Don’t expect miracles from Darling
THERE is just one thing going for Alistair Darling today and that is low expectations. Nobody is anticipating any miracles from the Chancellor, for whom this will probably be the last Budget, regardless of the outcome of the general election. His growth forecasts will be too optimistic once again, he won’t be open enough about the looming tax hikes and spending cuts – but then we are already unofficially in the middle of an election campaign. The bigger problem for Britain is not so much the policies to be announced today – it is what won’t be said and the measures that have already been agreed that are proving most dangerous. Take national insurance contributions (NICs), which are being hiked substantially. A paper by Andrew Lilico and Hiba Sameen of Policy Exchange shows that NICs are the most damaging possible tax to increase. The move will substantially reduce growth and employment. Lilico and Sameen also report that each percentage point rise in the total tax rate will cause a fall of between 0.05 and 0.2 percentage points in the growth rate of the economy, according to academic studies.

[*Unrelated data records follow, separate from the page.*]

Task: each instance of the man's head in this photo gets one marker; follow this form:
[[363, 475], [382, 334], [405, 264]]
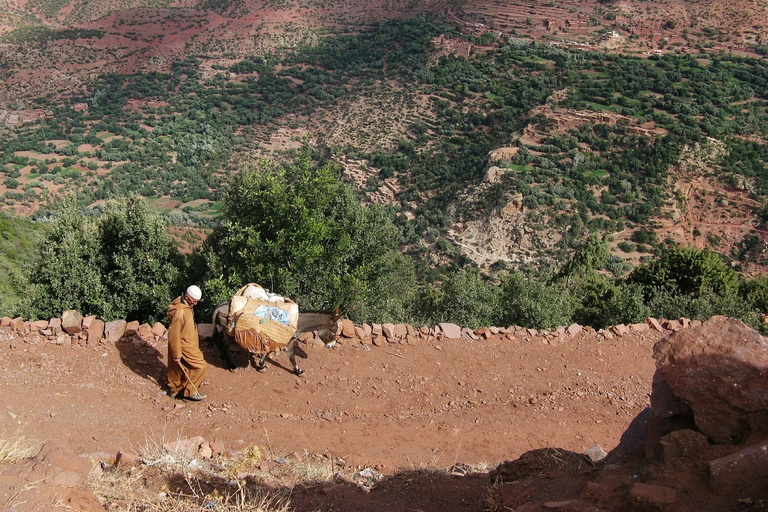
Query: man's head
[[193, 295]]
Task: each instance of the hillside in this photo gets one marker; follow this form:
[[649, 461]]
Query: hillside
[[421, 422], [639, 150]]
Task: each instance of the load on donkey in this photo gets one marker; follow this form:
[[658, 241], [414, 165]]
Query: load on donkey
[[262, 323]]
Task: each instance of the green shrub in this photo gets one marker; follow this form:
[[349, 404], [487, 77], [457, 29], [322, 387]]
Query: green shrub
[[534, 303]]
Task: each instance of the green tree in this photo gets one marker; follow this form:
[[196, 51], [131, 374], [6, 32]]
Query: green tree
[[68, 273], [119, 265], [535, 303], [689, 271], [465, 298], [602, 302], [139, 263], [302, 232]]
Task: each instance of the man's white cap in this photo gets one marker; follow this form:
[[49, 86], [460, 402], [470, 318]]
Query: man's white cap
[[194, 292]]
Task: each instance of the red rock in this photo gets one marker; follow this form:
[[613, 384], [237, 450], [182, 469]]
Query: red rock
[[131, 327], [744, 473], [54, 325], [71, 321], [144, 332], [347, 328], [158, 329], [38, 325], [619, 330], [483, 332], [650, 494], [95, 331], [450, 330], [388, 330], [466, 332], [720, 370], [114, 330], [16, 323], [654, 324]]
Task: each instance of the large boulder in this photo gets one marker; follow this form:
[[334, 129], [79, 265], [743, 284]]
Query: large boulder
[[720, 370]]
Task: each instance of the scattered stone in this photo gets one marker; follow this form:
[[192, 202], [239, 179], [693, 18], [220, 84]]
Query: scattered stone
[[595, 453], [347, 328], [468, 333], [619, 329], [720, 370], [94, 332], [574, 329], [653, 323], [743, 473], [682, 444], [388, 330], [654, 495], [158, 329], [71, 321], [450, 330], [114, 330]]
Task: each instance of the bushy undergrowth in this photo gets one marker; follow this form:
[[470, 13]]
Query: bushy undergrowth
[[301, 231]]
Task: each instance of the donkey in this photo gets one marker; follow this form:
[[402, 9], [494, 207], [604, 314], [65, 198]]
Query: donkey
[[326, 324]]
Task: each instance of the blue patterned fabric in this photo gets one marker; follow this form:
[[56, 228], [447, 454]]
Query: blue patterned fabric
[[274, 314]]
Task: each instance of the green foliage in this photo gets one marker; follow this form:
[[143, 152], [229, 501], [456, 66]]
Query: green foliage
[[464, 298], [19, 242], [118, 265], [139, 265], [755, 293], [68, 276], [687, 270], [603, 302], [535, 303], [303, 233]]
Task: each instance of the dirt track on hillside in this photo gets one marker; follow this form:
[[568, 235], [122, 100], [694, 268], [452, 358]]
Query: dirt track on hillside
[[393, 409]]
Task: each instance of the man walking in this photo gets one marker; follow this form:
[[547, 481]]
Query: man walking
[[186, 366]]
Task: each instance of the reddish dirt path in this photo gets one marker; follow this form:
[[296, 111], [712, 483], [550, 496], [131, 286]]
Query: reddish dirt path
[[391, 408]]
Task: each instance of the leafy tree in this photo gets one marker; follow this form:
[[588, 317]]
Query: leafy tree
[[535, 303], [68, 273], [465, 298], [139, 265], [687, 270], [603, 302], [119, 265], [303, 233], [588, 257], [755, 293]]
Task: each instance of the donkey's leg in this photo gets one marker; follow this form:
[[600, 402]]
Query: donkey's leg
[[292, 357], [261, 366], [220, 338]]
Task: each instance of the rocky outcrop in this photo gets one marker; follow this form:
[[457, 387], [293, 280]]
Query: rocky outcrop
[[704, 439], [720, 371]]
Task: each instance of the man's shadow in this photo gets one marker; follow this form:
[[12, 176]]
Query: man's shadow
[[145, 361]]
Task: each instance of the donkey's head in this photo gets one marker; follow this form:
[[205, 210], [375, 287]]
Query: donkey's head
[[328, 332], [324, 323]]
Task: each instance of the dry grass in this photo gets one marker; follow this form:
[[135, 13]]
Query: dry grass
[[16, 447], [180, 481]]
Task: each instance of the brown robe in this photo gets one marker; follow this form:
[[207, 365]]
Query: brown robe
[[184, 344]]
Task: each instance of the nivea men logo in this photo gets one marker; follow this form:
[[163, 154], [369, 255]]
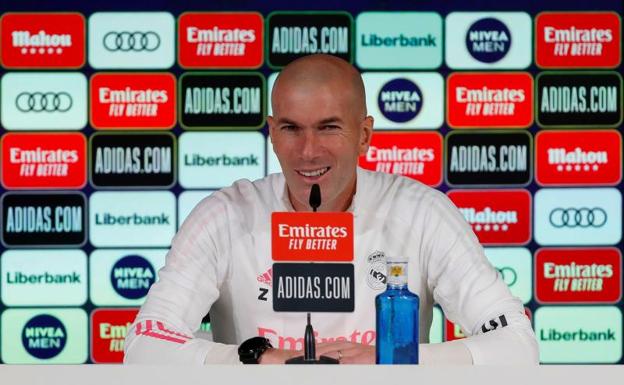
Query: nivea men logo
[[43, 219], [296, 34], [44, 336], [132, 276], [400, 100], [579, 99], [211, 100], [485, 158], [488, 40], [132, 160]]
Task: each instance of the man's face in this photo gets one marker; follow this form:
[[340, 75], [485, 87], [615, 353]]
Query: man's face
[[318, 135]]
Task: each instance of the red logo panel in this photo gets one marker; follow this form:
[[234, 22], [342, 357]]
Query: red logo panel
[[502, 100], [496, 216], [592, 275], [44, 160], [416, 155], [108, 332], [133, 100], [578, 40], [221, 40], [43, 40], [578, 157]]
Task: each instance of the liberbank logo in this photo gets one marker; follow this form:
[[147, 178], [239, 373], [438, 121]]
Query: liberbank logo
[[43, 40]]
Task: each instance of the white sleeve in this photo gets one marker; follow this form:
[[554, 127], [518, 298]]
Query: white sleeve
[[471, 293], [187, 287]]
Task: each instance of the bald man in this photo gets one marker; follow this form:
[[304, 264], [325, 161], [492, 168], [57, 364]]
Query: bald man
[[220, 260]]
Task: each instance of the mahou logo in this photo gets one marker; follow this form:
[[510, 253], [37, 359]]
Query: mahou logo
[[490, 100], [44, 160], [496, 216], [415, 155], [43, 40], [578, 157], [133, 100], [587, 275], [578, 40], [221, 40]]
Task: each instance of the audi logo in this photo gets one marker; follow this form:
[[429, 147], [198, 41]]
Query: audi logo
[[578, 217], [43, 101], [131, 41]]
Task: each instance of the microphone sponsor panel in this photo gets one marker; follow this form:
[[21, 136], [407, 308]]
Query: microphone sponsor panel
[[44, 277], [417, 155], [494, 99], [398, 40], [136, 100], [578, 216], [44, 101], [405, 100], [221, 39], [291, 35], [494, 40], [124, 40], [578, 40], [579, 99], [486, 158], [123, 277], [44, 219], [578, 157], [210, 160], [44, 336], [584, 275], [44, 161], [132, 218], [579, 334], [132, 160], [222, 100], [497, 217], [43, 40]]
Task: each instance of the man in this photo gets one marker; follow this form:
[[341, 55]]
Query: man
[[220, 259]]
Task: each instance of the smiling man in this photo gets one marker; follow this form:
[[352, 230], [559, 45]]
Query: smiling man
[[220, 260]]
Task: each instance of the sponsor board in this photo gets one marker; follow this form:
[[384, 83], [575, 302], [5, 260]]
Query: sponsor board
[[220, 40], [108, 332], [132, 218], [398, 40], [43, 101], [44, 336], [123, 277], [44, 277], [42, 161], [132, 160], [417, 155], [205, 162], [579, 334], [578, 157], [291, 35], [492, 99], [496, 216], [125, 40], [583, 275], [405, 100], [578, 40], [578, 99], [484, 158], [135, 100], [317, 287], [43, 40], [495, 40], [43, 219], [578, 216]]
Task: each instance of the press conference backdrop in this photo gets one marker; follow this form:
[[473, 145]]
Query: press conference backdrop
[[116, 121]]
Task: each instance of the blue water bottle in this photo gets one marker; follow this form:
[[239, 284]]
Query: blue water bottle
[[397, 318]]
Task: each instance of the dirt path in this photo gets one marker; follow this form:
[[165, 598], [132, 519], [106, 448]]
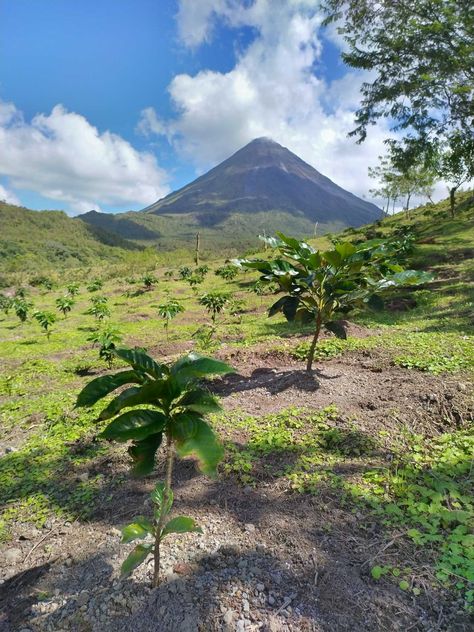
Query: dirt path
[[268, 559]]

Other tax hikes are just as badly thought-through. The Centre for Economics and Business Research has suggested that the 50p rate will lose the government £800m a year and cost 140,000 jobs over time. However, a new book – How to cut public spending (and still win an election), edited by Matthew Sinclair and published by BiteBack – calculates that the effect may be even more disastrous. The Treasury itself says that taxable income elasticity – the percentage change in taxable income declared by individuals for each 1 per cent decrease in post-tax income – is 0.35 per cent. This means that a £1bn tax hike would in fact yield just £650m. Sinclair highlights research by HMRC which has suggested the negative effect on reported income may be even larger than the usual estimates, which rely on evidence from the 1980s when capital and high-earning labour were a lot less mobile – and they imply potential losses of revenue as high as £4.5bn in 2010/11. Darling’s decision to phase out high earners’ personal allowances and cut their pension relief will moderate this; but it is clear that the new top rate of tax – which kicks in next month – will hurt the economy without yielding much, if any, revenue.
In the 2009 Budget, the government set out plans to increase fuel duty by 2p per litre in September 2009 – from 54.19 pence per litre to 56.19 pence per litre – and then by another 1p per litre each year from 2010 to 2013. This is despite the fact that Britain already has the equal third-highest tax component for petrol and the highest tax component for diesel in the EU. Motorists are taxed at a far higher rate than the cost of maintaining the road network and the greenhouse gas emissions from road transport can justify, so any further taxes on motorists announced today would make the tax system even less fair and unnecessarily hike the cost of conducting business.
It will be worth bearing all of this in mind when the Chancellor gets up to deliver his speech this afternoon. All of the focus will be on Darling’s headline-grabbing initiatives, from more bank accounts for the poor to green investment funds, and on his dubious estimates for the budget deficit, national debt and GDP growth. Yet the real story is the cumulative errors made by the government over the past 13 years – today’s announcement is merely the bitter icing on a very nasty cake.